SMITH Memoir Picks for June/July
Tuesday, June 27th, 2006
Seemed Like a Good Idea at the Time, by David Goodwillie
After a liberal arts education and a fizzled attempt at a career in major league baseball, Goodwillie found himself in 1990s New York. His new memoir chronicles life as a writer, job-hopper, and huge partier—all in hopes of drawing greater meaning from stresses, struggles, and, indeed, dismal failures.
Read an interview with David Goodwillie on Living with Legends, the blog of the famous Hotel Chelsea, where Goodwilliee wrote much of his memoir (in the maid’s room, actually).

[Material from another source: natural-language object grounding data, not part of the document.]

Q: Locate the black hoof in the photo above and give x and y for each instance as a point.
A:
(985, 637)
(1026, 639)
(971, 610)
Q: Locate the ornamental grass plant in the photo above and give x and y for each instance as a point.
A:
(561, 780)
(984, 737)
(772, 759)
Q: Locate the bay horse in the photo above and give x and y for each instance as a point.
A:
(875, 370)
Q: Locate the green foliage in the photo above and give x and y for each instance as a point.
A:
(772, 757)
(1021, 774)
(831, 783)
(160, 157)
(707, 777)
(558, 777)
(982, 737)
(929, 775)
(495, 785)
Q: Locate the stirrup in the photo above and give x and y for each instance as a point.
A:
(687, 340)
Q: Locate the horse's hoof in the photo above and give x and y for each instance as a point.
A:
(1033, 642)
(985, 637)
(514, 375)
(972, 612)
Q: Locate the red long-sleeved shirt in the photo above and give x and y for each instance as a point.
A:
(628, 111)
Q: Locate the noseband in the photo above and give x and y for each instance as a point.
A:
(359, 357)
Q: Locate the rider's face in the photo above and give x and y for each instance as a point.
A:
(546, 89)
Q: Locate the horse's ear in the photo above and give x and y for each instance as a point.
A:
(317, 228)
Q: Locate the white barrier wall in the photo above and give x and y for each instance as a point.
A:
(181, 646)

At the age of 63, Miriam Katin has written her first book. And drawn it. The animator for Disney and MTV uses the emerging graphic memoir form to recall the stunning story of her escape from the Nazis as a small child.

Anita Liberty is a poet and performance artist who’s made a name for herself trashing her ex-boyfriend and reveling in her desolate misery. So what happens when she falls in love? Her latest book illuminates her terror at the very prospect through blog entries, poems, lists, and word definitions. And the newly smitten writer is also putting her mouth where her money is, performing a show based on the book at the Manhattan performance space HERE.

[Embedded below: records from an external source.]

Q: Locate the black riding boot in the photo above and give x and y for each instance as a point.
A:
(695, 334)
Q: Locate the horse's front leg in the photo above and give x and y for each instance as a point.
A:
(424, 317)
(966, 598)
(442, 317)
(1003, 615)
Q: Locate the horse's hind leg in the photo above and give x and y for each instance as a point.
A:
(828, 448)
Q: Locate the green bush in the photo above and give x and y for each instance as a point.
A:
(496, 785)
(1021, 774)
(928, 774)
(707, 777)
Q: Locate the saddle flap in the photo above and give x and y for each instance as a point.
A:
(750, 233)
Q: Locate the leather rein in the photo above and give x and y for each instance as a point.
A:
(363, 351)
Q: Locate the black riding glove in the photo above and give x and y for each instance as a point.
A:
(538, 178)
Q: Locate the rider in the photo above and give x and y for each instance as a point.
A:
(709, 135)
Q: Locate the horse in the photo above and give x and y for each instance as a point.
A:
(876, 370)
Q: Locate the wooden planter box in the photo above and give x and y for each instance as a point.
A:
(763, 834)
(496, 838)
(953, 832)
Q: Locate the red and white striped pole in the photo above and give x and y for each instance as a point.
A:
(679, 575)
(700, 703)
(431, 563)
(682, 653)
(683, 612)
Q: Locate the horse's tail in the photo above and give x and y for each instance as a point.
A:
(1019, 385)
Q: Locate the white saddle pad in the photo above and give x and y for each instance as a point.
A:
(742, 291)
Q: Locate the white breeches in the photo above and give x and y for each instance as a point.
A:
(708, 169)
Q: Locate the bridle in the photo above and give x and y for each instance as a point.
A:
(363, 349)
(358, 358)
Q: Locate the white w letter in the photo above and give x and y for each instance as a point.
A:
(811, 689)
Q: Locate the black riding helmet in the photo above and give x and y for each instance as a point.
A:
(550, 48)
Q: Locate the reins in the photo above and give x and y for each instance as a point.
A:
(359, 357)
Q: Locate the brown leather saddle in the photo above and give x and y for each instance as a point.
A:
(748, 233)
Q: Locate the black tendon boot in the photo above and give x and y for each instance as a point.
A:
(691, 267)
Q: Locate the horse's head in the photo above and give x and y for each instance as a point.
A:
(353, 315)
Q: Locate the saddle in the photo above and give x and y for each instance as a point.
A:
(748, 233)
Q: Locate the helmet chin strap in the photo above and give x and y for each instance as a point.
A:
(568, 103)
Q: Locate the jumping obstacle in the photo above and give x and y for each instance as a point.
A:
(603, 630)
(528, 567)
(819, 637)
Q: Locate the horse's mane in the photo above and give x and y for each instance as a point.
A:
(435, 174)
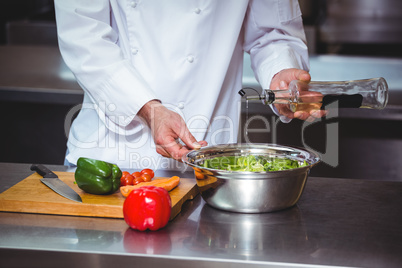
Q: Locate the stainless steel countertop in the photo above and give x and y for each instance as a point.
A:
(337, 222)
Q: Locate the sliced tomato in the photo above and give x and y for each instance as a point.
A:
(126, 179)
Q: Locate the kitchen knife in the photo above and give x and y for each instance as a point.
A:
(53, 182)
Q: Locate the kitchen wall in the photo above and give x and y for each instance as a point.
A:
(369, 142)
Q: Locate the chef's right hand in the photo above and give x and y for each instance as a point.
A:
(167, 127)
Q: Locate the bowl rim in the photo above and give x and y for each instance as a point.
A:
(248, 145)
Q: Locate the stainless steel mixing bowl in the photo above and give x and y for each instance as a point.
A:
(250, 192)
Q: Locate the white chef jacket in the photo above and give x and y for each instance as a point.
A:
(186, 53)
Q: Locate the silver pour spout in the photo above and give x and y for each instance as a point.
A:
(267, 97)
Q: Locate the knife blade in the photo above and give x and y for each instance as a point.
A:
(52, 181)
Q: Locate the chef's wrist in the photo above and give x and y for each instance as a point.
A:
(148, 109)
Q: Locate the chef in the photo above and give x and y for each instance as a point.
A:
(161, 77)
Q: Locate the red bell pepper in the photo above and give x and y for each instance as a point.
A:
(147, 207)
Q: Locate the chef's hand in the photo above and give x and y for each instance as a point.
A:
(281, 81)
(167, 127)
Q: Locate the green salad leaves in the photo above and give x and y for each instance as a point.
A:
(252, 163)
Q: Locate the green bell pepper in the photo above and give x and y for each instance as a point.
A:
(97, 177)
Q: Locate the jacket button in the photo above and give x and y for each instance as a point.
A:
(190, 59)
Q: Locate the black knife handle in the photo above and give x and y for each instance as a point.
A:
(43, 171)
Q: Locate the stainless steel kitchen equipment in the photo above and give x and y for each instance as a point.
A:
(251, 192)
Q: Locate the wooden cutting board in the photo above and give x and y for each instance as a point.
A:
(32, 196)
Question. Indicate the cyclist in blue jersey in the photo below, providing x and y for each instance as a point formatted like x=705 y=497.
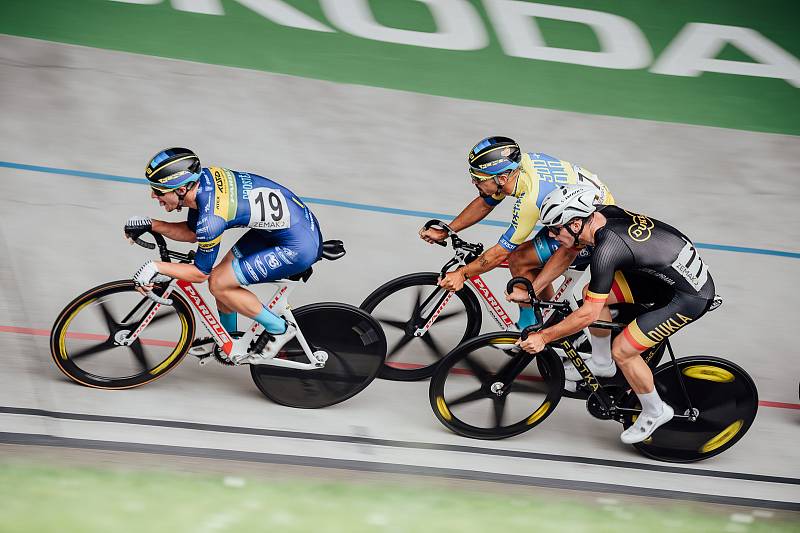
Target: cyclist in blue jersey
x=284 y=238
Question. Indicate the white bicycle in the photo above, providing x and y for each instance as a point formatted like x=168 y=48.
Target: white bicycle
x=112 y=337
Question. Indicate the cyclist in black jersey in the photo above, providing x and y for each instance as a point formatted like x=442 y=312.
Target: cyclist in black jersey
x=636 y=259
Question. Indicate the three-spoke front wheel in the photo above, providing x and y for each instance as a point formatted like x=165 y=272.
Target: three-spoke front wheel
x=406 y=304
x=488 y=388
x=86 y=341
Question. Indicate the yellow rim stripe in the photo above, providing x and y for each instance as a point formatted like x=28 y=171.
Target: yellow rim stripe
x=709 y=373
x=540 y=412
x=443 y=410
x=62 y=339
x=723 y=437
x=178 y=347
x=594 y=297
x=503 y=340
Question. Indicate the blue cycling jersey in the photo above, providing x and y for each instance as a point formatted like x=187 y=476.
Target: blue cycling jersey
x=231 y=199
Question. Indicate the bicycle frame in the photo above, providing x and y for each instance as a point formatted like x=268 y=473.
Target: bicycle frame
x=238 y=347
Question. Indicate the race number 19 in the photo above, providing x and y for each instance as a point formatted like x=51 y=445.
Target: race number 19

Former fiction editor of The New Yorker writer Bill Buford puts down his pen and picks up a cleaver in this account of kitchen culture, pig slaughter, and Mario Batali-worship. A peek inside the food world intersperses with history lessons, observations from the road, and an obvious passion for all things gastronomic.

Talk about your brushes with fame: Dunn has them in bushels, all spun through the seemingly innocent web of her central Jersey upbringing. Whether she’s dining with Dolly Parton, fake-dating Ben Affleck, or hiking with Brad Pitt, she’s indeed telling her own story-one where sex, drugs, and rock and roll commingle with Aquanet and trips to J.C. Penney.